CM: Marketer didn’t need to have these types of skills in the past. How have the types of skills you and your team need changed?
CERRA: It used to be a one way street – you controlled the message, the channels, the feedback loop from customers. The entire marketing paradigm changed. Buyers started to change the way they communicated with brands, which made us change the profiles and skill sets we had as marketers. We couldn’t just rely on the broadcast channels any more. We had to co-own the brand with customers, realizing their voice mattered more than what we were trying to tell the market about our unique selling proposition.
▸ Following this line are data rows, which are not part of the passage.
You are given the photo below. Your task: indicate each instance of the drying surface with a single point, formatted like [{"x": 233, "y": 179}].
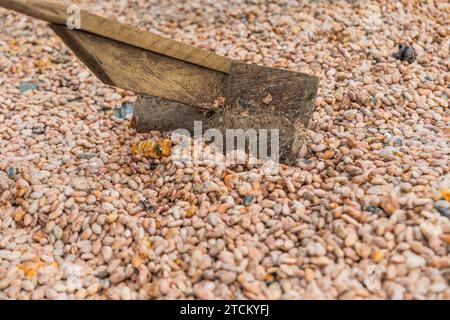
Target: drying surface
[{"x": 365, "y": 215}]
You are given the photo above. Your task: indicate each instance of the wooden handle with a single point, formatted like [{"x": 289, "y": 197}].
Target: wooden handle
[{"x": 56, "y": 12}]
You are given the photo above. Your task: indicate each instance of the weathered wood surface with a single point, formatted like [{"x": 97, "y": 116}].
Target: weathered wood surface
[
  {"x": 56, "y": 12},
  {"x": 256, "y": 98},
  {"x": 143, "y": 71},
  {"x": 176, "y": 92}
]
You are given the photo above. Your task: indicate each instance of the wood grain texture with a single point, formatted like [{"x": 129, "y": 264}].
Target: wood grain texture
[
  {"x": 143, "y": 71},
  {"x": 55, "y": 12},
  {"x": 256, "y": 97}
]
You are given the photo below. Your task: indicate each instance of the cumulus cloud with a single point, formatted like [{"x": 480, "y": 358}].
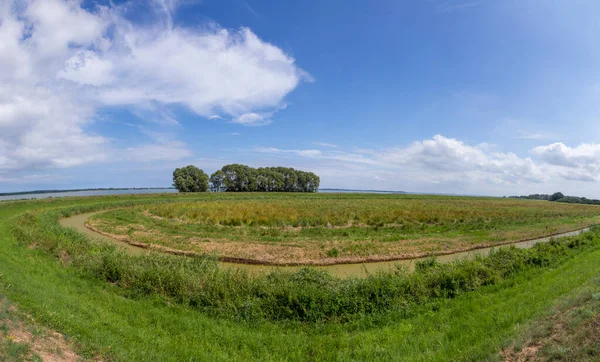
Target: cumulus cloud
[
  {"x": 440, "y": 158},
  {"x": 581, "y": 163},
  {"x": 62, "y": 64}
]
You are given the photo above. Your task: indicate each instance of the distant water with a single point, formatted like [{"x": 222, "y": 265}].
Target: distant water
[
  {"x": 153, "y": 191},
  {"x": 87, "y": 193}
]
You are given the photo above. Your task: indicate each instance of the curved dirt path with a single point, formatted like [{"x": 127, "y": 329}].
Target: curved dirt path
[{"x": 78, "y": 222}]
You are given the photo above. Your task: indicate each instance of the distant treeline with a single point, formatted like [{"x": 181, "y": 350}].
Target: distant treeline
[
  {"x": 36, "y": 192},
  {"x": 242, "y": 178},
  {"x": 559, "y": 197}
]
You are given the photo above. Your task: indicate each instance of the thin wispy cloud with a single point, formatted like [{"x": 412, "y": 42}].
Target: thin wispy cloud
[
  {"x": 250, "y": 9},
  {"x": 325, "y": 144}
]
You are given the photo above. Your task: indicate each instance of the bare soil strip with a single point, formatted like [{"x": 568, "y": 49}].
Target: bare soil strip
[{"x": 296, "y": 256}]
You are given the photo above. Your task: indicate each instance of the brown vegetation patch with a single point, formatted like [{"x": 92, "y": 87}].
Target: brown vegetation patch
[
  {"x": 50, "y": 346},
  {"x": 304, "y": 253}
]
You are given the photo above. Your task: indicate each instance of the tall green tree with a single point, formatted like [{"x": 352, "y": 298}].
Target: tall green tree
[
  {"x": 241, "y": 178},
  {"x": 217, "y": 181},
  {"x": 190, "y": 179}
]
Now, you’re starting to see that waterfall to other functions. Sales is starting to feel that and be disintermediated by digital channels. They saw it later than marketing, because we’re at the top of the funnel and they’re about closing it. Things have changed. The martech stack has changed and continues to change. We’re learning how to create this integrated sequence that has hundreds of touchpoints that you have to manage. This is a different completely set of challenges than what I encountered when I entered the workforce and marketing 20 years ago.

CM: Given all these changes, has it evolved how you think about ROI for marketing?
CERRA: Absolutely. There are certain functions of marketing that you can clearly measure—demand gen is the easiest one. But I would also argue that there are many measures that have nothing to do with ROI. When we’re doing brand building, it would be impossible for me to prove ROI for basic awareness generating campaigns. I could try, but I would be surprised if a smart CFO didn’t call me on whether those campaigns drove awareness versus a whole other host of conditions that you have no control over in the marketplace. So it becomes about how you measure awareness consideration and how you look at that over time, to figure out where mindshare is changing.

CM: Beyond marketing, is staffing an issue in the cybersecurity industry? Is there a gender gap?
CERRA: It is a huge issue. Cybersecurity is a unique industry in many ways. It is the only industry that I’ve ever worked in that has a zero unemployment rate. There is a global talent shortage that will persist for the foreseeable future. The gender gap is pervasive. It is 85, 90 percent male. There are very few females in cybersecurity, and there are similar issues with minorities. We need all hands on deck. We need to stop the unconscious bias questions not only in this but other industries. We need more people from other industries to come into the ranks, because there are not enough bodies to fill positions. We need to make sure that we are gender and minority neutral, to make sure that people with skill sets that are transferrable into the pipeline.